以下の設定では、IPv4とIPv6のアドレスを付与して、OSPFの設定をしている。関係のないところは省略している。
! version 12.2 ! ip routing ! ipv6 unicast-routing ! interface FastEthernet0/0 ip address 192.168.0.254 255.255.255.0 ipv6 address 2001:1:1:0::/64 eui-64 ipv6 enable ipv6 ospf 100 area 0.0.0.0 ! interface FastEthernet0/1 ip address 192.168.1.254 255.255.255.0 ipv6 address 2001:1:1:1::254/64 ipv6 enable ipv6 ospf 100 area 0.0.0.0 ! router ospf 100 redistribute static subnets network 192.168.0.0 0.0.0.255 area 0 network 192.168.1.0 0.0.0.255 area 0 ! ipv6 router ospf 100 router-id 192.168.0.254 redistribute static ! ip route 172.16.1.0 255.255.255.0 192.168.2.253 ! ipv6 route 2001:1:1:3::/64 FastEthernet0/1 FE80::1 ! end
FE0/0のIPv6アドレスはEUI-64形式でMACアドレスから自動的に生成される。FE0/1は全て指定している。ネットワーク機器やサーバなど他の機器からアクセスするものは全て指定する方がいい。
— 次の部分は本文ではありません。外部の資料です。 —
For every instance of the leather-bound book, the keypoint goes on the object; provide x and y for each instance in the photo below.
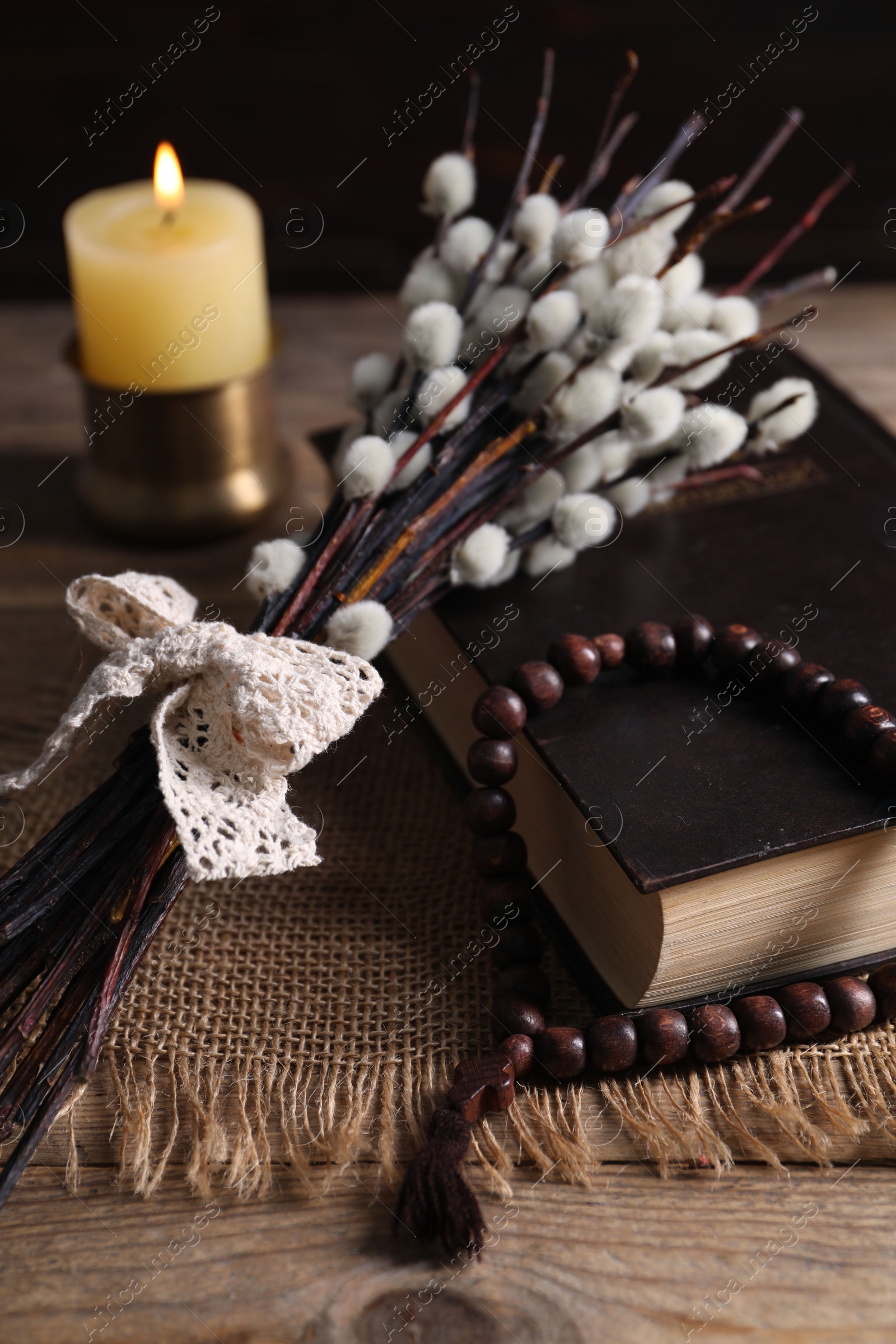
(696, 839)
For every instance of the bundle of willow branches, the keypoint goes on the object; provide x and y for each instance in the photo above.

OSPFを有効にするインターフェースの指定は、IPv4ではrouterサブモードでnetworkコマンドを使うが、IPv6では各インターフェースで設定する。IPv4のルータIDは自動的に選択させることも可能だが、IPv6では必ず明示的に設定する。redistribute staticではIPv4ではsubnets引数を付けないとサブネット化したアドレスへのスタティックルートを再配信することができないが、IPv6では不要である。
スタティックルートは、IPv6ではネクストホップにリンクローカルアドレスを使用し、インターフェースを指定する。グローバルアドレスを使用することも可能だが、リダイレクトができなくなる。